Disclosing that he has yet to receive the food industry’s proposal, Mr Halkitis added: “Beginning November 1, we will expect that the new margins will be in effect in the retail pharmacies as well as retail stores..... We’ve sent out a statement - it’s November 1. We wanted to be able to say that we gave time for the adjustment. Ideally, the businesses requested, you know, there’ll be consultation beforehand but we think that this is an adequate adjustment period.”

The Government previously said the expanded price control regime for both industries is a temporary measure. For food retailers and wholesalers it will last six months until May 1, 2023, while for their pharmaceutical counterparts it will remain in effect for three months until February 1, 2023. Both deadlines can be extended.

Asked about the imposition of penalties and sanctions on businesses that fail to meet the November 1 implementation deadline, Mr Halkitis said: “There are various penalties within the law, but what we want to do is have an opportunity to have people comply, and failure to comply, then there are other monetary penalties. But the idea is that we’re not coming down with a heavy hand, so to speak, or sledge hammer, but we just want to ensure that the regulations are being met.

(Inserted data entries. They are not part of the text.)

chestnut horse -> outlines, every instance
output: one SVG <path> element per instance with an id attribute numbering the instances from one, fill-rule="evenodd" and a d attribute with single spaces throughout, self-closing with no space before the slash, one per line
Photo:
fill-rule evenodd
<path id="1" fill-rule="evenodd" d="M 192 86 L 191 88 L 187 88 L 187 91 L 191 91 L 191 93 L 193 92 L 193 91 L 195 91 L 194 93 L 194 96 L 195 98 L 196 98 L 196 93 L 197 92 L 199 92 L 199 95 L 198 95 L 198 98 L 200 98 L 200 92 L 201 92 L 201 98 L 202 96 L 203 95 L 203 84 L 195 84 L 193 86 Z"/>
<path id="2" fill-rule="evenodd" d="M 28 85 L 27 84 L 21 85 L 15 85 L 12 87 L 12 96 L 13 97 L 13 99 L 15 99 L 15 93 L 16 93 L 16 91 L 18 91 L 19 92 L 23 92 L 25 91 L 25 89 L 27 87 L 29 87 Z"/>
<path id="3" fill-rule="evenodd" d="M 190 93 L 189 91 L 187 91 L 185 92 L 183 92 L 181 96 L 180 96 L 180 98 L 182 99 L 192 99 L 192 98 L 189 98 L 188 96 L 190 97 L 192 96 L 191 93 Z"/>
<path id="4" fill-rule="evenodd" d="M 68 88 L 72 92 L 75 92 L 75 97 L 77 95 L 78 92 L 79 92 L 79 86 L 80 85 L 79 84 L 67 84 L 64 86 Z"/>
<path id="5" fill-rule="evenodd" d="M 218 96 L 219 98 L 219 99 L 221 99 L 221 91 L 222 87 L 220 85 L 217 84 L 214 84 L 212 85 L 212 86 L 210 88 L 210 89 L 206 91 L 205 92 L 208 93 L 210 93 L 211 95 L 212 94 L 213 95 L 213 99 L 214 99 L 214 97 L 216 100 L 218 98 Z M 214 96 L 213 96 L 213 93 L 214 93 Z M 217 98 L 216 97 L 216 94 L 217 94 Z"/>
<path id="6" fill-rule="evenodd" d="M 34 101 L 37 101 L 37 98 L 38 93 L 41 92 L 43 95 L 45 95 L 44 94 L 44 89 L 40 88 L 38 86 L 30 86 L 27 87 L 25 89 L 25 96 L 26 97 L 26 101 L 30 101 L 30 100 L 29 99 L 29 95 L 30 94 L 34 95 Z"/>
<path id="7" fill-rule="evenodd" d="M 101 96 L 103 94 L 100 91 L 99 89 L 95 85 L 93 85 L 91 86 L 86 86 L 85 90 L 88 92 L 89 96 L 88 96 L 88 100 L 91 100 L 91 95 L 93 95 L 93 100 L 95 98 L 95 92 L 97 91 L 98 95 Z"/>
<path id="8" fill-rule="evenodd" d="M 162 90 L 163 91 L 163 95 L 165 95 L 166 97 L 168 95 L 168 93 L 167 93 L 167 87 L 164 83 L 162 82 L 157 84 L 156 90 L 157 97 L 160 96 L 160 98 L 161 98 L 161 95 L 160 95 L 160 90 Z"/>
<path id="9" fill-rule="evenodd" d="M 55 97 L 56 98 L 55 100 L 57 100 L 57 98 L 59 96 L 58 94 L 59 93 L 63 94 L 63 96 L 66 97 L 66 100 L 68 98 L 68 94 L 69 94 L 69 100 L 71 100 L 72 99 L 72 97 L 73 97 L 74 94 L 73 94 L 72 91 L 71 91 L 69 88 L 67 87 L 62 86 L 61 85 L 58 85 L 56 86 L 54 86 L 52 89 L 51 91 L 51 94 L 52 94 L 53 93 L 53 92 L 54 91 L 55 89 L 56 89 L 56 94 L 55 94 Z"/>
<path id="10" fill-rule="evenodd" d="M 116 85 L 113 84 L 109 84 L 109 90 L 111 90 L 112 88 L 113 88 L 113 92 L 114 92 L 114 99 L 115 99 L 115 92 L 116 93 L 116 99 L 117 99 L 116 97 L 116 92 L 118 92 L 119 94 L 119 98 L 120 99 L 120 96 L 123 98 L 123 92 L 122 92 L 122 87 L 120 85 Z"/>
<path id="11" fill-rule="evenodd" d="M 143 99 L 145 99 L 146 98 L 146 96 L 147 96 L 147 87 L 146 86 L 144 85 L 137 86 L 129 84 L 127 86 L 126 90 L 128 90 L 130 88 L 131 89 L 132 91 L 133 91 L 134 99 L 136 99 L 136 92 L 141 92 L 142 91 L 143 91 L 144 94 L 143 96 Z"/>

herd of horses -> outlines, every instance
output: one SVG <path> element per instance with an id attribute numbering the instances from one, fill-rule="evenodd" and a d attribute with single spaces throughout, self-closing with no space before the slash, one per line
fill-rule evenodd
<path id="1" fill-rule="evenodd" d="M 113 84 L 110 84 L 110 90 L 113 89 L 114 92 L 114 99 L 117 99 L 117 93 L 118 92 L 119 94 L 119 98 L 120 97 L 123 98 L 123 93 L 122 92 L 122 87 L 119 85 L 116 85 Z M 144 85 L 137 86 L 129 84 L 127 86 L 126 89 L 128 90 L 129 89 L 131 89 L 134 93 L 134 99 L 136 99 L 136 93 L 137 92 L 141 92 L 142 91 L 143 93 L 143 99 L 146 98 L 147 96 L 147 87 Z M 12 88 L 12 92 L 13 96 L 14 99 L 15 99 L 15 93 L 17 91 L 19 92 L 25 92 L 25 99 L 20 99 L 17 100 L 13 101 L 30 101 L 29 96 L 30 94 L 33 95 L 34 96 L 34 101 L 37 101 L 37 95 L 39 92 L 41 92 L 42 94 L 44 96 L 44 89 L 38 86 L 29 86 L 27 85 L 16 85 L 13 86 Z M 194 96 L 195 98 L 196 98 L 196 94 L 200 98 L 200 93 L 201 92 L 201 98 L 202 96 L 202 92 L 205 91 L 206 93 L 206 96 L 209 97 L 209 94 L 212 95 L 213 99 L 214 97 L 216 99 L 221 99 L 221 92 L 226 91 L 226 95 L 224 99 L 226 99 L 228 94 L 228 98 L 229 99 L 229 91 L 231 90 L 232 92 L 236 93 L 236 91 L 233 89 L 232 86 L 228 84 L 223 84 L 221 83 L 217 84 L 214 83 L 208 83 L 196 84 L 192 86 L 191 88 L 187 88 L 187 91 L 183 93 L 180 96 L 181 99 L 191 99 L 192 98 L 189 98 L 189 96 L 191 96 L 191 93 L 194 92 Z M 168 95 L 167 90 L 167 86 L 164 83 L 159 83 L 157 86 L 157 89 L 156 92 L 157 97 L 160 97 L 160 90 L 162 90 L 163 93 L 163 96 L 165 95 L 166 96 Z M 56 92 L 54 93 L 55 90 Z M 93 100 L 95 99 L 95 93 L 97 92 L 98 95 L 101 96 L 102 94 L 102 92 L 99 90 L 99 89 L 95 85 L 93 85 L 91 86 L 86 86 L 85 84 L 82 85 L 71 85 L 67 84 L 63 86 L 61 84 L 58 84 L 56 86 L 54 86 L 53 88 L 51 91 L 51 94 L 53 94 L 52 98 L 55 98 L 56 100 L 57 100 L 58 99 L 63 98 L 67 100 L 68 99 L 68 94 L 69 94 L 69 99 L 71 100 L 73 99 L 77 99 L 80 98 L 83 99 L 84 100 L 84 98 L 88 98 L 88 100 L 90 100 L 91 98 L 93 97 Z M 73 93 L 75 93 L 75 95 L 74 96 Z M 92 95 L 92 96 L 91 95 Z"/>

“And we think that this time it will be approximately two weeks since the amendments were made that we will be doing the enforcement, and we think that’s adequate time to make the adjustment. And as we said, in the first instance, it’s a temporary measure.

“We understand everything that the businesses have told us about the potential impact on their bottom line and the cost, and how it’s affecting everybody. But what we stressed as well is that the Government has made some efforts on its behalf. And this is an effort to ensure that the things that we’re doing trickle down and reach the actual consumer who is the target.”

Food wholesale margins, or mark-ups, are capped at 15 percent for all 38 product line items listed, while those for retailers are set at 25 percent across-the-board. Those goods impacted, some of which are already price controlled, are baby cereal, food and formula; broths, canned fish; condensed milk; powdered detergent; mustard; soap; soup; fresh milk; sugar; canned spaghetti; canned pigeon peas (cooked); peanut butter; ketchup; cream of wheat; oatmeal and corn flakes.

The remainder are macaroni and cheese mix; pampers; feminine napkins; eggs; bread; chicken; turkey; pork; sandwich meat; oranges; apples; bananas; limes; tomatoes; iceberg lettuce; broccoli; carrots; potatoes; yellow onions; and green bell peppers.

Price-controlled mark-ups range from 15 percent to 18 percent for pharmaceutical wholesalers. For retailers, the range is from 35 percent to 40 percent. The medicines covered include vaccines, anti-diabetic drugs, decongestants, laxatives, contraceptives, antacids, anti-hypertension medicines, cough preparations, cardiovascular agents and serums.